I know you come for the food. And we’re doing our best to provide something delicious and interesting, to honor the places and people we emulate, not shame them, and stay on and deepen our commitment to the mission.

I’ve explained some of our reasons for doing this. But there’s other stuff, too. Why we keep at it. At our age you start to consider what you’ll leave behind, what kind of impact (dent, in my case) you’ve made. It’s also an age when you’ve usually experienced some significant losses and scares (we sure have), when late-night and early-morning phone calls terrify, and people you love and admire start departing more frequently for places unknown.

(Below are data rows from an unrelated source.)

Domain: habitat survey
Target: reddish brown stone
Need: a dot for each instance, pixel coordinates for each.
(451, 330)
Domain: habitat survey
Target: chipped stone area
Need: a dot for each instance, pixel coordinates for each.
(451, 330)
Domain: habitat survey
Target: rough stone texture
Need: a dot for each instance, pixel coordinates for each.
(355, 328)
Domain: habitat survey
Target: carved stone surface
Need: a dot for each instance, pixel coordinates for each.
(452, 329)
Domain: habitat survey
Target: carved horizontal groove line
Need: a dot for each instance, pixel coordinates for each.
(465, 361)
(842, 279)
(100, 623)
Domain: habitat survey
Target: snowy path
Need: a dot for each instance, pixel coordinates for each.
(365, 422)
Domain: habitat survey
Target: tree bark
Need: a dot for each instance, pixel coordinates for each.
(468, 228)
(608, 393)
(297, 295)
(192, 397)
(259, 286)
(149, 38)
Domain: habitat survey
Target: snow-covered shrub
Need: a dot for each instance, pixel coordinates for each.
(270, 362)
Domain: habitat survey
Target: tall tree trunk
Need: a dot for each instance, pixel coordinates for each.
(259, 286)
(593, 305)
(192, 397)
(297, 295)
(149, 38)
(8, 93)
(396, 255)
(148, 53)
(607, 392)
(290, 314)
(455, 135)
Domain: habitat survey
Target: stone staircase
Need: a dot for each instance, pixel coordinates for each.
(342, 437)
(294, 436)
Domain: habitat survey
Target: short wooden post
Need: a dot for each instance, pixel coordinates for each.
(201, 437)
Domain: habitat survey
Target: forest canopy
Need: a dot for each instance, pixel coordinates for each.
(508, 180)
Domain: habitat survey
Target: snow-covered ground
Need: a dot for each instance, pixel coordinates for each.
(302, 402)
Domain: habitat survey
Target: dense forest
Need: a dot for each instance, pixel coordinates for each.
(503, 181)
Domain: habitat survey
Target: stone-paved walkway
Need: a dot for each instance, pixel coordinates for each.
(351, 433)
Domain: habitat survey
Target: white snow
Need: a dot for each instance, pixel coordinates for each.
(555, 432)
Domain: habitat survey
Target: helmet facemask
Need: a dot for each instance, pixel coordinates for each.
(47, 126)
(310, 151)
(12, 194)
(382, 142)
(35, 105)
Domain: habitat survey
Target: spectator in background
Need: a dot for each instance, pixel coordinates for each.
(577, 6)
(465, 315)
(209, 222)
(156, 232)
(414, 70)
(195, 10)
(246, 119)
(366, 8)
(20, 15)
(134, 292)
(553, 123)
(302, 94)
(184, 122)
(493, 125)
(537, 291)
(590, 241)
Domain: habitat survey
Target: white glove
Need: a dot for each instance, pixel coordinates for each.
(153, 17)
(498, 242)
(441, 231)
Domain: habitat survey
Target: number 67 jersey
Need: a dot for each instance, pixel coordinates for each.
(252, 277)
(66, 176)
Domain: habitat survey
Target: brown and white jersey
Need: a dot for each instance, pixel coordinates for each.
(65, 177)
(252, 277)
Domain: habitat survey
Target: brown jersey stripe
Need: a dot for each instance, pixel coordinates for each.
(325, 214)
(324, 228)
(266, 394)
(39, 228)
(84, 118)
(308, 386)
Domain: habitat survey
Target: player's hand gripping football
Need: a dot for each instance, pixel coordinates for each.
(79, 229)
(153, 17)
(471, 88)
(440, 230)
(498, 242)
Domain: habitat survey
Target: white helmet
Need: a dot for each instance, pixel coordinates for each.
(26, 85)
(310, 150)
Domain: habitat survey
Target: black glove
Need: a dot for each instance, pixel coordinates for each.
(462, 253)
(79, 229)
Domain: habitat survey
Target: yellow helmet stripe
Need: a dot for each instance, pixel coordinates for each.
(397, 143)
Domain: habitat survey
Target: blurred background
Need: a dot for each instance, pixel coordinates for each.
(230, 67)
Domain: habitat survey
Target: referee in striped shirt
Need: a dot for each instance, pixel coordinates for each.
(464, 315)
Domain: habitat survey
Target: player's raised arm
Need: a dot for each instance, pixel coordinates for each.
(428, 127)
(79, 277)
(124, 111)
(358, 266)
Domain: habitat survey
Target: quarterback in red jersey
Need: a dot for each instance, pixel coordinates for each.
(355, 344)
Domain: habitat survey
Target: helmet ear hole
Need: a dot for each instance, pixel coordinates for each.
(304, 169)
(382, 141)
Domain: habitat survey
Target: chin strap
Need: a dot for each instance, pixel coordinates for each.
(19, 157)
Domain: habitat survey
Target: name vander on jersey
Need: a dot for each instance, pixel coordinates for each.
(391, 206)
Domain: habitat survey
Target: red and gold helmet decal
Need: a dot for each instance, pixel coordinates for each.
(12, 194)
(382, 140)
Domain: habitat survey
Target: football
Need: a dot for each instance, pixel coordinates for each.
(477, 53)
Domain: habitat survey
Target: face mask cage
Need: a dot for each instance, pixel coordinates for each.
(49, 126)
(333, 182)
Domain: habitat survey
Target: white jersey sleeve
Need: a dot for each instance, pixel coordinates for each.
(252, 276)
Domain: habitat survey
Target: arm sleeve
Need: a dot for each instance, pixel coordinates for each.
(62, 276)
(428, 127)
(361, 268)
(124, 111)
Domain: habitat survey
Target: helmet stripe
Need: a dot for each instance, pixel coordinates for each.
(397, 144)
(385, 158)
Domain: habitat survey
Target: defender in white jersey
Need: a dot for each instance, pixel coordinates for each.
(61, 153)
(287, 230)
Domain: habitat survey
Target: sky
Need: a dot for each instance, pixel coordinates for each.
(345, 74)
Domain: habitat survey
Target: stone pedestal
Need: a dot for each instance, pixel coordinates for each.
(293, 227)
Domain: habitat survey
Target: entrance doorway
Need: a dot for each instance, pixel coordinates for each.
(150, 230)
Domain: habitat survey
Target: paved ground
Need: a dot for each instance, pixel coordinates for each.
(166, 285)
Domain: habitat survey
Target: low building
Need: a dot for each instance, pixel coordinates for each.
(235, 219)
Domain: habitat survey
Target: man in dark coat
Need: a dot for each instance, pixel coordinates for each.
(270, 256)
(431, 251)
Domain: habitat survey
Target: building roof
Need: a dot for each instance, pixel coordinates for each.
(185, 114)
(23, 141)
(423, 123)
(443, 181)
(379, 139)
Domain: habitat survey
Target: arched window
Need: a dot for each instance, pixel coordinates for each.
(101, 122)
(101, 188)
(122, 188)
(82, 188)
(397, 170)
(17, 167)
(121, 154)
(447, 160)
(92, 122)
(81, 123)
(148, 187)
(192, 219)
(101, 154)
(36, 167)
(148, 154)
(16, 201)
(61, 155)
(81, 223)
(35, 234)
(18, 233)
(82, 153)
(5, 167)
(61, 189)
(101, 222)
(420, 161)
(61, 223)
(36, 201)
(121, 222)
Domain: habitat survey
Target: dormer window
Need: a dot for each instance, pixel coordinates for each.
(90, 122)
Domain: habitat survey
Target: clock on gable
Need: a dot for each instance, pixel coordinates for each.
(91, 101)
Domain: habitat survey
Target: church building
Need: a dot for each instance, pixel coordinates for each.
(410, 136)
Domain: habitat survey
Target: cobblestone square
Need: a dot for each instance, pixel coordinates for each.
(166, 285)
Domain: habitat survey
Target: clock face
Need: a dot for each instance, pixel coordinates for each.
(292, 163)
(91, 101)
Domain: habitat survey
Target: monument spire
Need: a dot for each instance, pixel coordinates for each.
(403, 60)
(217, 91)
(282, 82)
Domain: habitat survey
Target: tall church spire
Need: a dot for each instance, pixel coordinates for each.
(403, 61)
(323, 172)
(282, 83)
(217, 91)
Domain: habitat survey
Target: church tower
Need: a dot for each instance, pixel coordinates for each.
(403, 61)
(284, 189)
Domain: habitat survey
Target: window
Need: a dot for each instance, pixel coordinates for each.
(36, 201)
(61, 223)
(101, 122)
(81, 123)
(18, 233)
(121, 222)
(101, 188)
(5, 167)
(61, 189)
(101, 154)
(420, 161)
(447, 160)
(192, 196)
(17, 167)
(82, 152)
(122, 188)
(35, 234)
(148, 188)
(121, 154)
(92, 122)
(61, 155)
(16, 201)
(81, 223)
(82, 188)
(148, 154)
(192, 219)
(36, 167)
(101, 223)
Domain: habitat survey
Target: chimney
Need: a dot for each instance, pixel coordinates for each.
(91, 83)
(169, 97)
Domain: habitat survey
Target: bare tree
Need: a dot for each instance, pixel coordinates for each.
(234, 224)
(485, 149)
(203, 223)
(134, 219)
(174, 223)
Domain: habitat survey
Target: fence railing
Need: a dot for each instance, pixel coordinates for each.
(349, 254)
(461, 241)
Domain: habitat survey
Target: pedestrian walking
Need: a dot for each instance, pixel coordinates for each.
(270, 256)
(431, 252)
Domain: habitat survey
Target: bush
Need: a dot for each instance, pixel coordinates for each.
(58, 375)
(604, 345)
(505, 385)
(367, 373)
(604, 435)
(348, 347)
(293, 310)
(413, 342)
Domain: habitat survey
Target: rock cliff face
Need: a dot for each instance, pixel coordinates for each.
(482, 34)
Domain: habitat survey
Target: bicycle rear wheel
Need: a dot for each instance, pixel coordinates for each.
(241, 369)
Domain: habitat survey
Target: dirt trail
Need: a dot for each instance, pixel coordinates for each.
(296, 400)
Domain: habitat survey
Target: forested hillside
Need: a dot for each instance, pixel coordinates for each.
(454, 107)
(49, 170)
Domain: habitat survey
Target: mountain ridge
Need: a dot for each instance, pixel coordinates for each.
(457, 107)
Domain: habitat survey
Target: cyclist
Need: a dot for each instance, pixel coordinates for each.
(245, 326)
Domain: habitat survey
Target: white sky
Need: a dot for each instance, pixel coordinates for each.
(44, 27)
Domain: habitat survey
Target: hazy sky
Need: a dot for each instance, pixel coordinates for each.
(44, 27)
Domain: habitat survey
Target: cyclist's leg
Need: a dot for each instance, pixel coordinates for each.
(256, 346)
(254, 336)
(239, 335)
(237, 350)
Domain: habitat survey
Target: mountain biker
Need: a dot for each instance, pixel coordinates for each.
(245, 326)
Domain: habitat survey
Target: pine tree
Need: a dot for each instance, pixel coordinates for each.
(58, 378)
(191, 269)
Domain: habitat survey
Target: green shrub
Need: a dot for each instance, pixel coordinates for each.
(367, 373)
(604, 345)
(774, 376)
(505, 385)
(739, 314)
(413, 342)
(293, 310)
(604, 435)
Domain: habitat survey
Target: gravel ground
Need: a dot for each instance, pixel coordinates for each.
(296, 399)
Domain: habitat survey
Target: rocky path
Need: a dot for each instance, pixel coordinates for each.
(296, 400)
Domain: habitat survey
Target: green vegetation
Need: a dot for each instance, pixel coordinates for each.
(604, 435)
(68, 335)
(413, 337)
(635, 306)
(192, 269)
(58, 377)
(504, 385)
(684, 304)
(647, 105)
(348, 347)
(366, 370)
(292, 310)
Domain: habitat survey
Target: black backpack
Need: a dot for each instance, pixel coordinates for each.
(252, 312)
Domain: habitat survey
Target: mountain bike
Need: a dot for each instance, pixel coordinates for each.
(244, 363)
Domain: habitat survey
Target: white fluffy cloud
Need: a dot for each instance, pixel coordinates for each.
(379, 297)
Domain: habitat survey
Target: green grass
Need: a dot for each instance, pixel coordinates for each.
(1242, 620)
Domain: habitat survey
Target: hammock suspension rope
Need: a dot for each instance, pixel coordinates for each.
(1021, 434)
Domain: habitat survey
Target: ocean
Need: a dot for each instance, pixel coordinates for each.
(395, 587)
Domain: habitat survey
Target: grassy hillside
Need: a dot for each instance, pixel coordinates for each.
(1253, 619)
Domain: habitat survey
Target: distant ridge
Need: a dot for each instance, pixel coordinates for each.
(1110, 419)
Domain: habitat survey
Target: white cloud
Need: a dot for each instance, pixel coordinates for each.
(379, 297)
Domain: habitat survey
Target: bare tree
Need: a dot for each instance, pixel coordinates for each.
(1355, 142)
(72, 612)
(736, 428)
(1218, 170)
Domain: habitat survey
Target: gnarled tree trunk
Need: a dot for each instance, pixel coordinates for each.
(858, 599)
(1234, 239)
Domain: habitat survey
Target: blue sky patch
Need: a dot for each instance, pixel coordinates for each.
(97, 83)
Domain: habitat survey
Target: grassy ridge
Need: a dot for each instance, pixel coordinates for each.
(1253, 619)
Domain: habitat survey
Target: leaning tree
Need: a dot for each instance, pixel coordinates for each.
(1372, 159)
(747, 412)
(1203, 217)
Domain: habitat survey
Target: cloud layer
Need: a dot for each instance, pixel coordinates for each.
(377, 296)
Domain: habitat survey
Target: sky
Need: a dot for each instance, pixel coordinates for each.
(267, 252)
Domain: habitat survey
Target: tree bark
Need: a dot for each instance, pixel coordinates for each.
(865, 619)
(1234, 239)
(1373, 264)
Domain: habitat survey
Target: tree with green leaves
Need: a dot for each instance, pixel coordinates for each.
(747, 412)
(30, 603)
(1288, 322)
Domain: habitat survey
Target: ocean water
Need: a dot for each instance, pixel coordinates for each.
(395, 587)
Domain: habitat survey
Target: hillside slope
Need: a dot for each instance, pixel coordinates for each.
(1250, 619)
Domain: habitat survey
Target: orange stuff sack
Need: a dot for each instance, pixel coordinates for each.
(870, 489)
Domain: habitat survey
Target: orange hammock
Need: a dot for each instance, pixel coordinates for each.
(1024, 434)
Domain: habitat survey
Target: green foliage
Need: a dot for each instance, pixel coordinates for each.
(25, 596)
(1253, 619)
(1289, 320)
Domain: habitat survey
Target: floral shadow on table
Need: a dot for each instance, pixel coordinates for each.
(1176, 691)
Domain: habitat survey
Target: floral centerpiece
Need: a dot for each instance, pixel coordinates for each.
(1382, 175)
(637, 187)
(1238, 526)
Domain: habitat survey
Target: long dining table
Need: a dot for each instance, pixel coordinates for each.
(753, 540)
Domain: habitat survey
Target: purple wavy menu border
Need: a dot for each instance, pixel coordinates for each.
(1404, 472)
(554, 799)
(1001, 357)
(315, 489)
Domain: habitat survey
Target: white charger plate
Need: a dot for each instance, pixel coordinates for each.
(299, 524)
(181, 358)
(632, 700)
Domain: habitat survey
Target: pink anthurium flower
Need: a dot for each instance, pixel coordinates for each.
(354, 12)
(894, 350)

A time for reflection and taking stock, and hopefully not self-important navel gazing. We’ve been praised and pilloried, had intoxicating ups and soul-crushing downs, road waves of adulation and survived doldrums of irrelevance. How we walk the next stretch matters. Whether we can make positive differences in the lives of our staff, give back to our neighborhood and city, maybe help the region and people of Abruzzo who provided the example we try to follow, and carve out space – in Abruzzo, hopefully - for ourselves all matters. This ain’t about money (though we’d like to make money, are open to the idea; if you’ve got money you don’t need, we’ll take it). Money’s just what makes it all go. We know the food’s got to be good. And the environment welcoming. We go back to Abruzzo to remind ourselves of how that gets done. Thank you for making that possible.